Ti posso assicurare che stare dentro la Chiesa da praticante o anche da fervido collaboratore, come lo sono stata io per 20 anni, e poi trovarsi ad affrontare la stessa Chiesa dopo che si è andati dal Vescovo a dire che uno dei suoi preti “gioca sporco” - nei tanti ambiti a cui la fantasia ti può far pensare - non è esattamente la stessa cosa.

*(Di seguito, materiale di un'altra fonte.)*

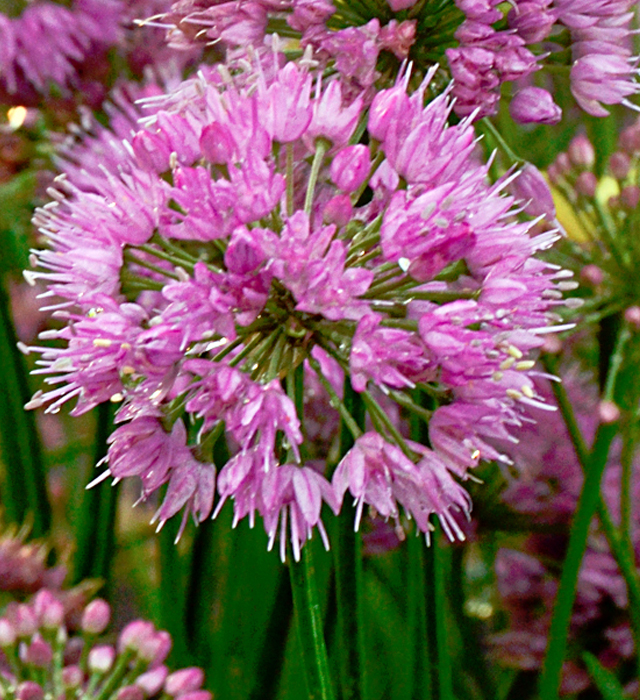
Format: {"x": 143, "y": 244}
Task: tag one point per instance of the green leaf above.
{"x": 606, "y": 682}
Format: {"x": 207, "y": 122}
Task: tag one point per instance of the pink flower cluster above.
{"x": 246, "y": 239}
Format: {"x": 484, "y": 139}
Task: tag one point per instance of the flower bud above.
{"x": 581, "y": 152}
{"x": 184, "y": 681}
{"x": 619, "y": 164}
{"x": 586, "y": 184}
{"x": 592, "y": 275}
{"x": 39, "y": 653}
{"x": 7, "y": 634}
{"x": 72, "y": 677}
{"x": 534, "y": 105}
{"x": 532, "y": 189}
{"x": 350, "y": 167}
{"x": 608, "y": 412}
{"x": 48, "y": 609}
{"x": 95, "y": 617}
{"x": 152, "y": 681}
{"x": 29, "y": 691}
{"x": 101, "y": 658}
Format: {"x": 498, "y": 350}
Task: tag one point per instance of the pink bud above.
{"x": 152, "y": 681}
{"x": 196, "y": 695}
{"x": 7, "y": 634}
{"x": 72, "y": 676}
{"x": 608, "y": 412}
{"x": 29, "y": 691}
{"x": 581, "y": 152}
{"x": 39, "y": 653}
{"x": 101, "y": 658}
{"x": 619, "y": 164}
{"x": 532, "y": 190}
{"x": 25, "y": 622}
{"x": 133, "y": 634}
{"x": 586, "y": 184}
{"x": 184, "y": 681}
{"x": 534, "y": 105}
{"x": 48, "y": 609}
{"x": 95, "y": 617}
{"x": 130, "y": 692}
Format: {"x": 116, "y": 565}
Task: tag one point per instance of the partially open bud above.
{"x": 534, "y": 105}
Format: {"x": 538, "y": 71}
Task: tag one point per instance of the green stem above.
{"x": 24, "y": 491}
{"x": 310, "y": 634}
{"x": 586, "y": 508}
{"x": 321, "y": 148}
{"x": 95, "y": 525}
{"x": 347, "y": 553}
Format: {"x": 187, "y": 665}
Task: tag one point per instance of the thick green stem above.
{"x": 310, "y": 633}
{"x": 347, "y": 553}
{"x": 24, "y": 491}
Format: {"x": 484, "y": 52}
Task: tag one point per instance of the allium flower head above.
{"x": 41, "y": 658}
{"x": 270, "y": 253}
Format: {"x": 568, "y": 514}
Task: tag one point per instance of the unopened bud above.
{"x": 39, "y": 653}
{"x": 72, "y": 677}
{"x": 608, "y": 412}
{"x": 619, "y": 164}
{"x": 48, "y": 609}
{"x": 184, "y": 681}
{"x": 534, "y": 105}
{"x": 130, "y": 692}
{"x": 632, "y": 316}
{"x": 586, "y": 184}
{"x": 29, "y": 691}
{"x": 7, "y": 634}
{"x": 101, "y": 658}
{"x": 152, "y": 681}
{"x": 95, "y": 617}
{"x": 592, "y": 275}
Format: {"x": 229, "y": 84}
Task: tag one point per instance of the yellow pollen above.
{"x": 525, "y": 364}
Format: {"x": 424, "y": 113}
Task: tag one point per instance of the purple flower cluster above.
{"x": 40, "y": 658}
{"x": 603, "y": 69}
{"x": 546, "y": 488}
{"x": 247, "y": 239}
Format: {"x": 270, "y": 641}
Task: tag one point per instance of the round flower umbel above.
{"x": 282, "y": 236}
{"x": 41, "y": 658}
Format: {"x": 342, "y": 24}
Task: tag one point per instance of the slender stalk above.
{"x": 586, "y": 508}
{"x": 24, "y": 491}
{"x": 347, "y": 553}
{"x": 321, "y": 148}
{"x": 95, "y": 525}
{"x": 310, "y": 633}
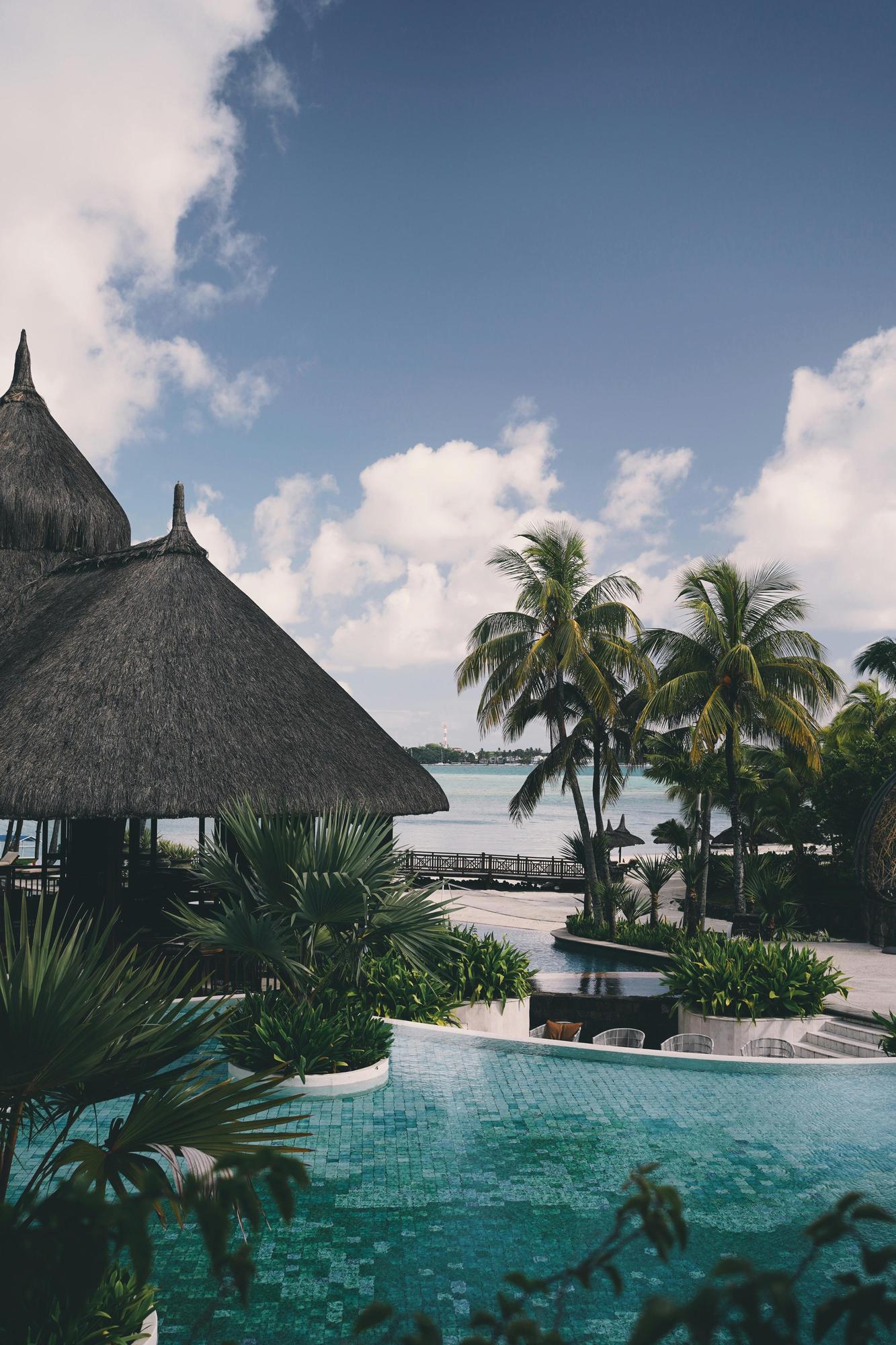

Nel mio caso io ho il parroco che non mi parla, tutti i collaboratori che non mi rivolgono la parola, quelli con cui ho fatto mille attività per 20 anni, il Vescovo ha preso delle posizioni forti su quel prete e io glielo riconosco, ma non posizioni radicali, per cui se gli dico che sto subendo l’emarginazione e l’ostracismo che ho descritto, mi dice che esagero o che comunque devo avere pazienza. Il prete in questione è stato sollevato da alcuni incarichi per punizione, ma senza altre sanzioni, soprattutto finchè resta prete e con lo stipendio garantito, è ccomunque libero di dire ciò che vuole, di andare e fare ciò che vuole. Non sto a continuare perchè la storia è lunga e non la si può spiegare in questo contesto. Ma la Chiesa è anche questo, refugium peccatorum, sì certo, se si tratta dei suoi preti è refugium in ogni caso, gli altri il rifugio lo devono cercare altrove, dopo che non hai fatto altro che un atto di giustizia, dire la verità, fare del bene alla Chiesa dicendole che un suo prete sbaglia. Loro non lo sentono affatto come un regalo che hai fatto loro, te lo garantisco.